[Push] Advice on Fitness
Rud Merriam
k5rud at arrl.net
Fri May 7 11:41:28 EDT 2010
I suspected most of these points so made changes last night after re-reading
the articles on the web site. Especially helpful was the Robinson thesis
which went into a few more details on PushGP.
added mutation
added better control by percentage of reproduction strategy
removed purging just this morning after your comments
I just did a run with population of 1000, 40 generations with 80% crossover,
5% mutation, and 10% direct reproduction. Tournament size is 7. Fitness is
as described previously: -1000 no boolean, 10 for correct result, o bad
result. I excluded all the RAND instructions. Points maximum is 20.
A fitness of 100, which is 50% correct responses, takes over. Almost all the
programs have FALSE or TRUE in them to generate the response. The few that
don't do something like EXEC.= to generate a boolean.
I observed that there are a lot of duplicate programs generated after
reproduction. Is that usual? If not, I might have something wrong in
crossover not providing sufficient variation.
What other simple test might I try instead of ODD?
- 73 -
Rud Merriam K5RUD
http://mysticlakesoftware.com/
> -----Original Message-----
> From: Lee Spector [mailto:lspector at hampshire.edu]

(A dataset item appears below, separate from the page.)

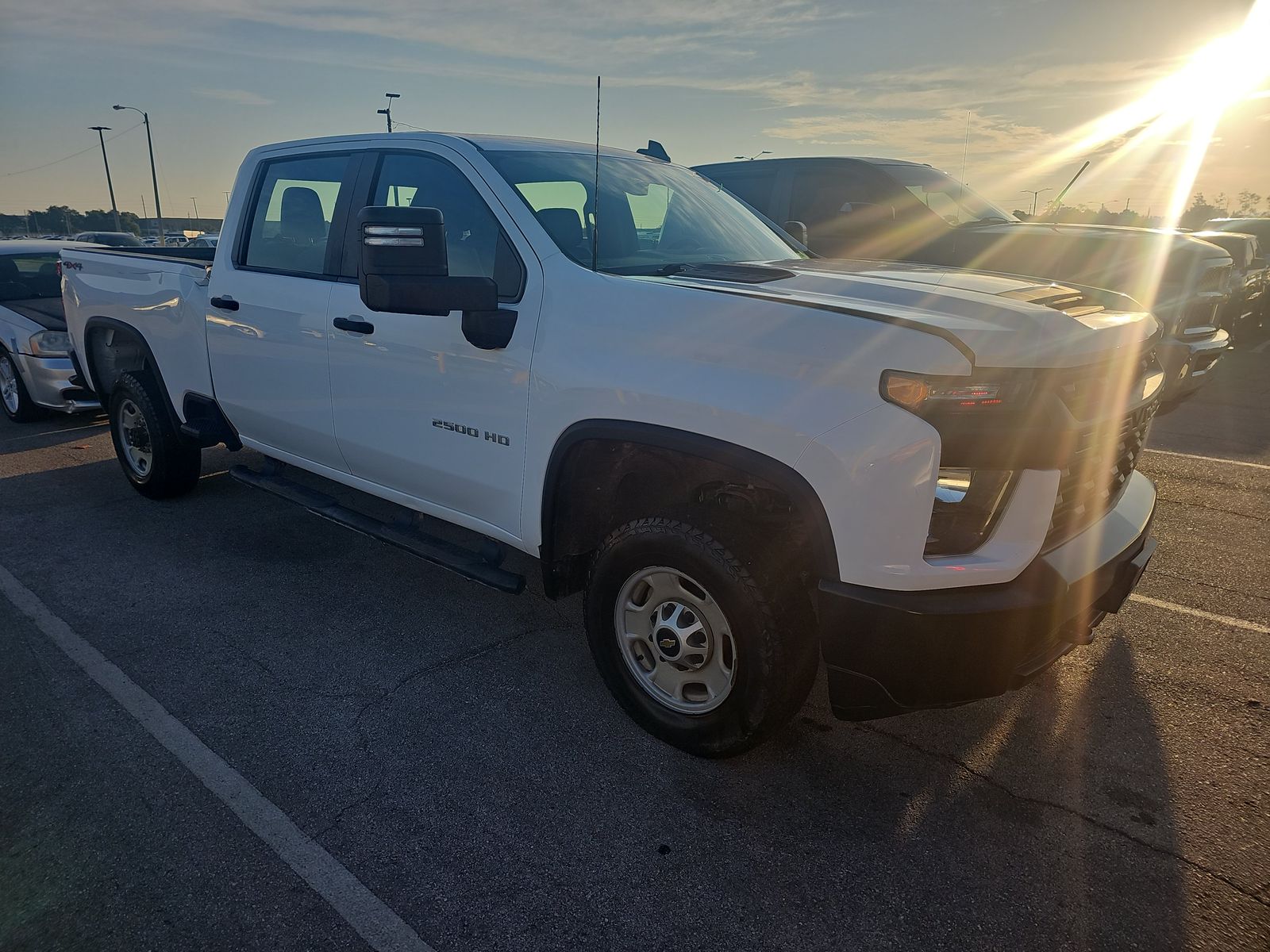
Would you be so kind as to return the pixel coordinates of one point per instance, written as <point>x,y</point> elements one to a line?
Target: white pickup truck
<point>746,457</point>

> Sent: Friday, May 07, 2010 9:12 AM
> To: k5rud at arrl.net
> Cc: push at lists.hampshire.edu
> Subject: Re: [Push] Advice on Fitness
>
>
>
> Hi Rud,
>
> The fitness function looks reasonable to me.
>
> I would probably not include BOOLEAN.RAND or the other RAND
> instructions for this problem, since you are presumably
> looking for a deterministic solution.
>
> Your "purging" step seems potentially problematic to me.
> Usually in GP parents are selected in a random but
> fitness-proportionate way, e.g. via tournaments of size 2-7,
> which will usually mean that poorly-performing individuals
> have a low but non-zero chance of being parents. Maybe that
> specific issue (that below-average guys can't be parents)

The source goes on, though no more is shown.